La vie des générations successives peut être rattachée à l’axe horizontal de la Croix : c’est « le cauchemar de l’Histoire dont je cherche à m’éveiller » (James Joyce).

L’axe vertical de la Croix est celui de l’Esprit, de l’éternité qui n’est pas la perpétuité de l’axe horizontal.

Et l’on comprend pourquoi les oiseaux qui évoluent dans « la dimension verticale » symbolisent la liberté de l’esprit.

Whitehead utilise quant à lui dans « Process and reality » la métaphore du « vol d’un avion » pour caractériser la véritable méthode de la découverte en métaphysique : un envol quittant le sol de la « réalité factuelle » pour le ciel de la généralisation imaginative avant de revenir atterrir, mais ayant gagné de nouvelles idées.

On voit donc qu’Hitchcock a « dit » ou suggéré beaucoup plus de choses qu’il n’aurait voulu dans ce film extraordinaire.

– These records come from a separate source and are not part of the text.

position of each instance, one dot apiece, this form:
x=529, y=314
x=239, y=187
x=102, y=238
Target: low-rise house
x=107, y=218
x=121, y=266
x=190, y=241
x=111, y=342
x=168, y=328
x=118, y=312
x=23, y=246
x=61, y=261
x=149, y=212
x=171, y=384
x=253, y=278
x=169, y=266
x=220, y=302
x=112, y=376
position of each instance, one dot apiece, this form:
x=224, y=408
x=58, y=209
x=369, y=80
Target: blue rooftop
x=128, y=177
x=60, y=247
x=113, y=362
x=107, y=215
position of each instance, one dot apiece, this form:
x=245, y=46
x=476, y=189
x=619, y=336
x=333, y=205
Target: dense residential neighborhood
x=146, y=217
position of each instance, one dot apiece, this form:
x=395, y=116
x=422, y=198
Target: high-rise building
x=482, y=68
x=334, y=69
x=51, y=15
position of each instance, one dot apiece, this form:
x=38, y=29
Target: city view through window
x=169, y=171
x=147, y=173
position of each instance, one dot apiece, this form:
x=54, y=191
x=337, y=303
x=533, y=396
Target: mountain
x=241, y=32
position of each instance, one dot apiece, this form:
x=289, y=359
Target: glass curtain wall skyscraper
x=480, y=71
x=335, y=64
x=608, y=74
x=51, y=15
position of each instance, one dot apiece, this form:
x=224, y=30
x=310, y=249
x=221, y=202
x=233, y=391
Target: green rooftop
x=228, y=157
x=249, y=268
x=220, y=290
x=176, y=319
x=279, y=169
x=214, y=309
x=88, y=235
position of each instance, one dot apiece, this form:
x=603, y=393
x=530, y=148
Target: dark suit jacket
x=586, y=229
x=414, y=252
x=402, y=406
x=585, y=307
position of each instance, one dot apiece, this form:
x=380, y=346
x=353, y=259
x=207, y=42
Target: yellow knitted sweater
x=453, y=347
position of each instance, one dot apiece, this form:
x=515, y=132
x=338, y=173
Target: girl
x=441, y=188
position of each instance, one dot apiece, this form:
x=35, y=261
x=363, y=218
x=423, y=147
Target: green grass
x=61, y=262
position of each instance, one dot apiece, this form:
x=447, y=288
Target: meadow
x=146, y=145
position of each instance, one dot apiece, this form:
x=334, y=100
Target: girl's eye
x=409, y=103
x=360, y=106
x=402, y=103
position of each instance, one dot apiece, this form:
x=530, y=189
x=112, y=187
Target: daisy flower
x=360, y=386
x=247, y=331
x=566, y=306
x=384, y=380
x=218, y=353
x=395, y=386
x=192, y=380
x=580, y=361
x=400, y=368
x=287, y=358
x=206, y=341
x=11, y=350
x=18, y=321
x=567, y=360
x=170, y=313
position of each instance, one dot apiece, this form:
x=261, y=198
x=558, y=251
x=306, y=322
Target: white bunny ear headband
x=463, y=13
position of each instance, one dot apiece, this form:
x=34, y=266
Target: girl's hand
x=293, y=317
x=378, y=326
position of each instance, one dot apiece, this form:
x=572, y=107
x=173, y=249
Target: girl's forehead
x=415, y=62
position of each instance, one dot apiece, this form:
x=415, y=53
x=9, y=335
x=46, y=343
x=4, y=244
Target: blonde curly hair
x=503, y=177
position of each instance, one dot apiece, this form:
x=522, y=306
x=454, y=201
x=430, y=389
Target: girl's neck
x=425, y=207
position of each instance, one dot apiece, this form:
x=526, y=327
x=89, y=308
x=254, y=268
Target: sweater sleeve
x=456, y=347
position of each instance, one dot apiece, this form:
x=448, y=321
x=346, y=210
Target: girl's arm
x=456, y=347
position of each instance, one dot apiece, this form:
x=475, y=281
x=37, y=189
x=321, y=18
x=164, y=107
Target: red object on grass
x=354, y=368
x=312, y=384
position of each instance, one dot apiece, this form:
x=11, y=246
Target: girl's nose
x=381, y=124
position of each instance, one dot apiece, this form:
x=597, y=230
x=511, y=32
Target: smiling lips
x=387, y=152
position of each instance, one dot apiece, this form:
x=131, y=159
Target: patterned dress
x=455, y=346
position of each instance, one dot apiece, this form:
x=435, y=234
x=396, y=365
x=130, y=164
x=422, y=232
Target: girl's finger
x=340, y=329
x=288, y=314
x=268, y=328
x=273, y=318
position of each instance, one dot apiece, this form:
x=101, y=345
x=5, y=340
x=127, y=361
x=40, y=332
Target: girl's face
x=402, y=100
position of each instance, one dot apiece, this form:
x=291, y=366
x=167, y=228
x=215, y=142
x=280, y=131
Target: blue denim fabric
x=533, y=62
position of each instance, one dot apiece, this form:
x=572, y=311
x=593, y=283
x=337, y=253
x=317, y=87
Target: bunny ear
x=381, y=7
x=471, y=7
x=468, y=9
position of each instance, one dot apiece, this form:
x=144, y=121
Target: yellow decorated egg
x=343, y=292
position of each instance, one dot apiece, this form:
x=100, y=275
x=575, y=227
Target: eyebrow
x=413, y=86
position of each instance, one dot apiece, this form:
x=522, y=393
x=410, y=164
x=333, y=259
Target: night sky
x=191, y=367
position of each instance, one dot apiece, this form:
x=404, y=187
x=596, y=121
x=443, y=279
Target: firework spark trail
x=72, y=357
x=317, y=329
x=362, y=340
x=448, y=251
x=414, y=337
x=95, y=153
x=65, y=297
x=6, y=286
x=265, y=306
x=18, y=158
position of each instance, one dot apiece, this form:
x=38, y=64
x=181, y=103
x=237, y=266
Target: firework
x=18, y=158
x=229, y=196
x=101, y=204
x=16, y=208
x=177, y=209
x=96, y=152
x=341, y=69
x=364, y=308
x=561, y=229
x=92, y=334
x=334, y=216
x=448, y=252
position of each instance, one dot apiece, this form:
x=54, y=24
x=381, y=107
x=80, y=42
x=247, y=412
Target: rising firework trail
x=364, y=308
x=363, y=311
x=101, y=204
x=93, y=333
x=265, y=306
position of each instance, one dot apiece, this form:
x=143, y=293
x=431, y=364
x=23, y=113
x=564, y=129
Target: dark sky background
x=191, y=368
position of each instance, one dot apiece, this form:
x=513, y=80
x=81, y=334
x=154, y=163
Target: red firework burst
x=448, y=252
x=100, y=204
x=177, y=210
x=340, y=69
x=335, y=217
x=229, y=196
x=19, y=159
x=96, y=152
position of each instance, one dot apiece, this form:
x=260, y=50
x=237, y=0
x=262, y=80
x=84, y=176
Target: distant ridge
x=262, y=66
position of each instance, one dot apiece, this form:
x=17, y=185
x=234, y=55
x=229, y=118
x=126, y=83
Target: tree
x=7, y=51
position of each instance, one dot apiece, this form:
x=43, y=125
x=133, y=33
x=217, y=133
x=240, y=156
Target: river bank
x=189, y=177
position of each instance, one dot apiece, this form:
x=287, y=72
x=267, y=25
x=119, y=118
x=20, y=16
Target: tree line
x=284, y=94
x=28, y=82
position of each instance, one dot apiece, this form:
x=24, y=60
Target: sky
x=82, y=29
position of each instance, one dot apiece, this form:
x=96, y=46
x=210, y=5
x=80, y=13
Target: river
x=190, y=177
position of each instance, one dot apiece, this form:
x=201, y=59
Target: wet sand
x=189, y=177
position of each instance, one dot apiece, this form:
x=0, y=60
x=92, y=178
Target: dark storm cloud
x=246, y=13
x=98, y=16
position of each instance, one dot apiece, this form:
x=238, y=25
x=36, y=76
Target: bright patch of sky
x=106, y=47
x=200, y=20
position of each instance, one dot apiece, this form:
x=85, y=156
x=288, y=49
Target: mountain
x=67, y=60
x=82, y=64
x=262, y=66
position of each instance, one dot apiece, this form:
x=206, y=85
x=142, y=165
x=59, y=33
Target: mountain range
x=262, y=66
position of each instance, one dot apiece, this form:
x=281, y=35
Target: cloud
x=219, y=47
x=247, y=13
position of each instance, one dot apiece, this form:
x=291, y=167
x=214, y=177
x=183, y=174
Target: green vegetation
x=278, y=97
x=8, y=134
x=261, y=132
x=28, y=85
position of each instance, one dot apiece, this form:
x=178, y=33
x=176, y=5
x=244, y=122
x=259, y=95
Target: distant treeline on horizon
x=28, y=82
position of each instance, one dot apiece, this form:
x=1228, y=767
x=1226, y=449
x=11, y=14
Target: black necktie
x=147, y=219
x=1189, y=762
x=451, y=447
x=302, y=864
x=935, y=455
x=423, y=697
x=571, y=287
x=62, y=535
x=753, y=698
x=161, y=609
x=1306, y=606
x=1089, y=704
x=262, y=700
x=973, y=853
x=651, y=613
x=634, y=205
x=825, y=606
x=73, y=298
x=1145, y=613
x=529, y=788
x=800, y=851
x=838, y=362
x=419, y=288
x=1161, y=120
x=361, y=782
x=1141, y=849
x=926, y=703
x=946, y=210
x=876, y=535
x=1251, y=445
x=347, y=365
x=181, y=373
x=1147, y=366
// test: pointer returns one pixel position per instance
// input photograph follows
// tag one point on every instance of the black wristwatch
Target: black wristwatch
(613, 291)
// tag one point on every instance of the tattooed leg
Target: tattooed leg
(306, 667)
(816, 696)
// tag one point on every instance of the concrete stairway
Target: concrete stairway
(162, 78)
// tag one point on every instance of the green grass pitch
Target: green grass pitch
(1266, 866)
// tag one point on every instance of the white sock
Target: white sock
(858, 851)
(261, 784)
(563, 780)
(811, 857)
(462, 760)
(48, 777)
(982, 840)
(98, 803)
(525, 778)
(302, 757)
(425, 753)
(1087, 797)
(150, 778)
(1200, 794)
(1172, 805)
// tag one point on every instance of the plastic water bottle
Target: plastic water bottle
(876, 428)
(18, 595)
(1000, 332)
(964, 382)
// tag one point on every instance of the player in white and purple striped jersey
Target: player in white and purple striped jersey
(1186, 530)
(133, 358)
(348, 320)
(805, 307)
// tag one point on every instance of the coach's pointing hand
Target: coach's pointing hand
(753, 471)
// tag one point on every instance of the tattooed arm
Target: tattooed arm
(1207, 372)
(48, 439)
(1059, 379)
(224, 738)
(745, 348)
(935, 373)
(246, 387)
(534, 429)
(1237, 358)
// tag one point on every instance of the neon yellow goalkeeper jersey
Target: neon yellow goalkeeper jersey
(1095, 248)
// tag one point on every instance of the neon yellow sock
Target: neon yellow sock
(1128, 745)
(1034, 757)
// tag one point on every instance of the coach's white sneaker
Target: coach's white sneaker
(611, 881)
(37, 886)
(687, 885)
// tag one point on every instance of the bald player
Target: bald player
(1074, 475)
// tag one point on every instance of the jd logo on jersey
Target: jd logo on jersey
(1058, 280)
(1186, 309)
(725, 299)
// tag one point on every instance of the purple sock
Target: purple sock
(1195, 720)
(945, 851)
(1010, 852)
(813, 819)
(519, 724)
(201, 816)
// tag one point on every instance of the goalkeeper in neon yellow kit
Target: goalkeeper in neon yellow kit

Et la meilleure réponse à faire à Norman le psychopathe empailleur (mais bien sûr il ne l’aurait pas comprise) est celle du poète Guillevic qui n’hésite pas à s’adresser aux oiseaux:

« Qu’as tu de plus que moi, camarade Corbeau ?

Tu évolues dans les trois dimensions, c’est entendu, et les labours te préfèrent …

Mais pose tes questions »

Le questionnement, la mise en question de tout : voilà la clef qui ouvre la serrure du piège de la vie.

La manière dont Ed Gein pendait les corps nus et suppliciés de ses victimes par les pieds est une contrefaçon satanique de l’axe vertical de l’esprit.

Le centre de la Croix est le croisement du temps (horizontal) et de l’éternité (verticale) : l’instant, l’éclair qui illumine.